Именно тут поворот. Интонация "веселой грешницы" уступает место одышке и подавленному рыданию. Исчезает серебро…
Много лет спустя, ретроспективно, оглядываясь "из года сорокового", в "Поэме без героя" Ахматова на мгновенье вернет эпитету общепринятую эмблематичность: "И серебряный месяц ярко над серебряным веком стыл". Холодом веет от этого серебра. "Серебристая ива" вернется в поздние стихи воспоминанием, уже нереальным, — реальной окажется "серебряная седина". Но колотящий озноб с самого начала заложен в этот колер. "Серебряный смех" проваливается в "серебряный плач". Серебро вытесняется белизной, резкой и ясной: это цвет смерти. Белое и черное встык. "В белом инее черные елки". И даже с обменом смыслами: черная голубка — белый крест. Черное — знак прозренья. Черным подбито все, и только раз чернь дана как толпа — в иерусалимских, евангельских декорациях. Та чернь, что творит историю за царскосельскими окнами, Ахматову не интересует. В ее стихах "идет другая драма".

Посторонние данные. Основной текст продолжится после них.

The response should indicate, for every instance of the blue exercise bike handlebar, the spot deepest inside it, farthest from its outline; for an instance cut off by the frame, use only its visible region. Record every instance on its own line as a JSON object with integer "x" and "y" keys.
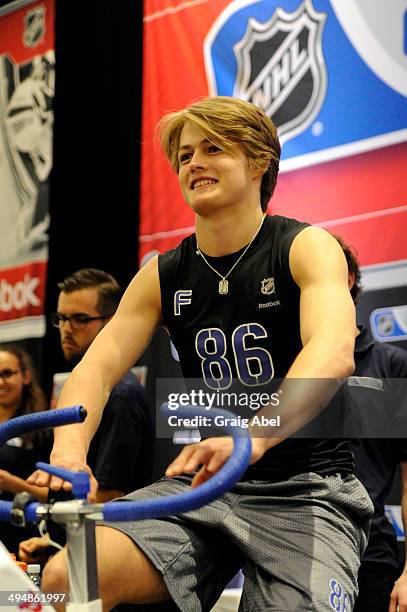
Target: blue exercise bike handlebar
{"x": 180, "y": 503}
{"x": 41, "y": 420}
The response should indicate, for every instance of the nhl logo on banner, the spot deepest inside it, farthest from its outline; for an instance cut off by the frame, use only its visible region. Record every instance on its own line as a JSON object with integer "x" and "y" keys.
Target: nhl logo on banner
{"x": 281, "y": 68}
{"x": 34, "y": 22}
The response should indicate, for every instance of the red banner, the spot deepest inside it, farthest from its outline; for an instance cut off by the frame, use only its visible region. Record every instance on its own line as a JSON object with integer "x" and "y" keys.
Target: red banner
{"x": 344, "y": 147}
{"x": 27, "y": 77}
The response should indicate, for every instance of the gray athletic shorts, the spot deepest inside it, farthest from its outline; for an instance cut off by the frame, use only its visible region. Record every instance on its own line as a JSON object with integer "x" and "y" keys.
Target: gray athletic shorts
{"x": 298, "y": 541}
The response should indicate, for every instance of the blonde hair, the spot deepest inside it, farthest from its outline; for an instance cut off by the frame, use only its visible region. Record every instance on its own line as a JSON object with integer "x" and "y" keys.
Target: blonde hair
{"x": 226, "y": 121}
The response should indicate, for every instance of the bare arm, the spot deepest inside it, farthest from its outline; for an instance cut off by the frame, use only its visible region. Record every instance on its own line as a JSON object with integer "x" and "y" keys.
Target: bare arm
{"x": 398, "y": 596}
{"x": 112, "y": 353}
{"x": 328, "y": 329}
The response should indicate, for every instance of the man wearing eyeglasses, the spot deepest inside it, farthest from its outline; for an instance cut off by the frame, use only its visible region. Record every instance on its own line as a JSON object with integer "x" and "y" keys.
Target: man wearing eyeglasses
{"x": 120, "y": 454}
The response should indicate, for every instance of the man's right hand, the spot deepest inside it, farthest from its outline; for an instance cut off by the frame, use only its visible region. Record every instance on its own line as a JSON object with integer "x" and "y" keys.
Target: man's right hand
{"x": 43, "y": 479}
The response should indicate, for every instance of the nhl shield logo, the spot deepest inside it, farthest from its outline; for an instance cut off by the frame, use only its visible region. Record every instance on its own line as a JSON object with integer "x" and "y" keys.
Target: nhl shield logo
{"x": 281, "y": 68}
{"x": 267, "y": 286}
{"x": 34, "y": 22}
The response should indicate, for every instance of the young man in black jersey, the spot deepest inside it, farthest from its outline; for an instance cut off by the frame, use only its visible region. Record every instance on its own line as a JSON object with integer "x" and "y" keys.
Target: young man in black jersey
{"x": 247, "y": 298}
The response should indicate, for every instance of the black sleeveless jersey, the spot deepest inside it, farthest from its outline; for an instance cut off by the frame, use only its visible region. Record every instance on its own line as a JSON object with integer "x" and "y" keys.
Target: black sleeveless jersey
{"x": 250, "y": 335}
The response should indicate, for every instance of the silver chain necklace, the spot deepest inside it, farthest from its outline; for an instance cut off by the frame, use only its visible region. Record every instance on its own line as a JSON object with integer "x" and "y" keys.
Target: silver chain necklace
{"x": 224, "y": 283}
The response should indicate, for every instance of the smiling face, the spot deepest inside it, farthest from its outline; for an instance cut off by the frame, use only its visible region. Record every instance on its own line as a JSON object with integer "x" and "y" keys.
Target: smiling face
{"x": 12, "y": 385}
{"x": 210, "y": 177}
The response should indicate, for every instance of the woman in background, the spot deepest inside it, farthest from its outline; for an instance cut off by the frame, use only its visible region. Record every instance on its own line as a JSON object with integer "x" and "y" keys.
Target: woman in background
{"x": 20, "y": 393}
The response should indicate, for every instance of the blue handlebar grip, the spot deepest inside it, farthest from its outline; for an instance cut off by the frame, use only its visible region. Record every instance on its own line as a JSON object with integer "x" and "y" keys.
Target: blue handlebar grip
{"x": 41, "y": 420}
{"x": 221, "y": 482}
{"x": 30, "y": 512}
{"x": 80, "y": 480}
{"x": 5, "y": 511}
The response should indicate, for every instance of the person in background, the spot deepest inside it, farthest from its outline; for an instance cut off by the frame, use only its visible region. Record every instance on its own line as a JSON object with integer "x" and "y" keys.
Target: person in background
{"x": 121, "y": 452}
{"x": 376, "y": 461}
{"x": 20, "y": 394}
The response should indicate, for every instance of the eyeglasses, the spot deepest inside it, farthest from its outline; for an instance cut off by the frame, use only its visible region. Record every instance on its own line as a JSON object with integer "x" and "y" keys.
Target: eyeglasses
{"x": 77, "y": 321}
{"x": 8, "y": 373}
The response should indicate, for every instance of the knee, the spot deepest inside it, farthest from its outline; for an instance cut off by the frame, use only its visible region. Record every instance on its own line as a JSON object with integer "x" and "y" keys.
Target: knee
{"x": 55, "y": 574}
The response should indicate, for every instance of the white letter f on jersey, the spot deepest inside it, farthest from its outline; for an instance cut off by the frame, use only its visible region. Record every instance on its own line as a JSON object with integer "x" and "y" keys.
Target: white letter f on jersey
{"x": 181, "y": 298}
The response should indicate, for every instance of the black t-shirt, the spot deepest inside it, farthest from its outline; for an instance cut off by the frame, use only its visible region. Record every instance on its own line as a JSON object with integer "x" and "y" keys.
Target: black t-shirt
{"x": 376, "y": 459}
{"x": 249, "y": 336}
{"x": 121, "y": 452}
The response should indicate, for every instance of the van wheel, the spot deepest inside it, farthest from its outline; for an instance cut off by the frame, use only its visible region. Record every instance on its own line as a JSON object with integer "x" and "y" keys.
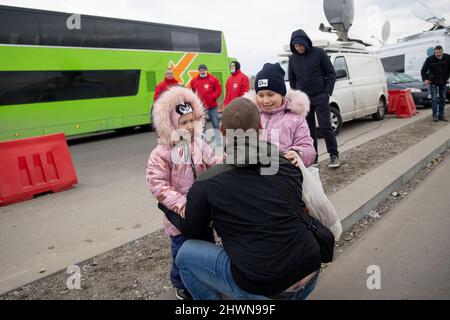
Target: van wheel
{"x": 336, "y": 120}
{"x": 381, "y": 111}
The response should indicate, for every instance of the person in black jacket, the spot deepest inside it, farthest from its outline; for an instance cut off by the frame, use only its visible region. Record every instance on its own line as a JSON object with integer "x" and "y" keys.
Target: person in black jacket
{"x": 268, "y": 252}
{"x": 435, "y": 73}
{"x": 311, "y": 71}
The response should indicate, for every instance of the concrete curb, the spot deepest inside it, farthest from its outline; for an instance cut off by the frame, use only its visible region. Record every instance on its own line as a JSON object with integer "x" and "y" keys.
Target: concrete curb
{"x": 363, "y": 195}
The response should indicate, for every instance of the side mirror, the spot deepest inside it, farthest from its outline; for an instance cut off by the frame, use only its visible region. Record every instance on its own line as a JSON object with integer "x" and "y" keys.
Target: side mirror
{"x": 341, "y": 74}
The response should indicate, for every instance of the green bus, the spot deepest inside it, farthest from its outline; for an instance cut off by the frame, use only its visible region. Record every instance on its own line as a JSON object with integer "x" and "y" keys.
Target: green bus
{"x": 77, "y": 74}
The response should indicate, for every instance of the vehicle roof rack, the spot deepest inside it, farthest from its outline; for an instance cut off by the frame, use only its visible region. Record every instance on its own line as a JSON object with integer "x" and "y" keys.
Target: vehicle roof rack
{"x": 334, "y": 47}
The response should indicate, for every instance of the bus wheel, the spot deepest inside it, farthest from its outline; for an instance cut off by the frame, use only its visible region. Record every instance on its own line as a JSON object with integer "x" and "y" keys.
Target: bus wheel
{"x": 381, "y": 111}
{"x": 127, "y": 130}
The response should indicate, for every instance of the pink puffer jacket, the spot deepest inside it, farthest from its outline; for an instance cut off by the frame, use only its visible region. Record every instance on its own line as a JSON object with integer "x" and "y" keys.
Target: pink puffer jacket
{"x": 169, "y": 171}
{"x": 287, "y": 126}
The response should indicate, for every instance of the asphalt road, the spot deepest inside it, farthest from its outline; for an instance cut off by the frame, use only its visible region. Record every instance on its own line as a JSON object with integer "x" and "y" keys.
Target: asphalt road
{"x": 410, "y": 247}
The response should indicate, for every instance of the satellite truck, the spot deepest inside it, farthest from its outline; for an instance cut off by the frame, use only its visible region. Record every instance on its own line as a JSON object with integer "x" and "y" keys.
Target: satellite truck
{"x": 361, "y": 88}
{"x": 409, "y": 53}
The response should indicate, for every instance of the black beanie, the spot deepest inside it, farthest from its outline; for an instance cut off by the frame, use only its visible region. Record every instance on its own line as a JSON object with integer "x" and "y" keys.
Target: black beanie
{"x": 271, "y": 77}
{"x": 301, "y": 40}
{"x": 237, "y": 65}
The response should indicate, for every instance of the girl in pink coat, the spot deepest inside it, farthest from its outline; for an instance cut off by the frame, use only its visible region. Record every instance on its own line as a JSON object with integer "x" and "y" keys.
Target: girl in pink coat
{"x": 173, "y": 165}
{"x": 283, "y": 114}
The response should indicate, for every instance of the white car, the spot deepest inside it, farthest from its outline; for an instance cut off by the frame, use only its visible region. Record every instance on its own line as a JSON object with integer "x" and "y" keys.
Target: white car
{"x": 360, "y": 89}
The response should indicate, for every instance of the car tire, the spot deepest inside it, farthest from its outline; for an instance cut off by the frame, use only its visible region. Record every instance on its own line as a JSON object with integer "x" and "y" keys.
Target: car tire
{"x": 381, "y": 110}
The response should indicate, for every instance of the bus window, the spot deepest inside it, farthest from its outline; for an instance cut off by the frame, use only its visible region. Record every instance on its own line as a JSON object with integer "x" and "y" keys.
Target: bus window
{"x": 116, "y": 34}
{"x": 18, "y": 27}
{"x": 54, "y": 31}
{"x": 153, "y": 37}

Эта драма не имеет ни ясного имени, ни внятных очертаний. Нужен удар, несчастье, катастрофа, обвал в смерть, чтобы имя открылось, и очертилась драма.
1914 год — вот черта.
"Думали: нищие мы, нету у нас ничего, а как стали одно за другим терять…" Россия выявлена потерей; в воздухе бытия она очерчивается как небытие. В сущности, у России и теперь нет очертаний — очерчена только боль о ней. Мучительно ожидание неотвратимого вдовства. Мучительно видение: гибнет "сероглазый король".
"Сероглазый" — пленительный образ у ранней Ахматовой, может быть, потому так сильно действующий в спектре ее стиха, что два непримиримо контрастных тона: белый и черный — на мгновенье соединяются, примиряются здесь. На мгновение — перед гибелью.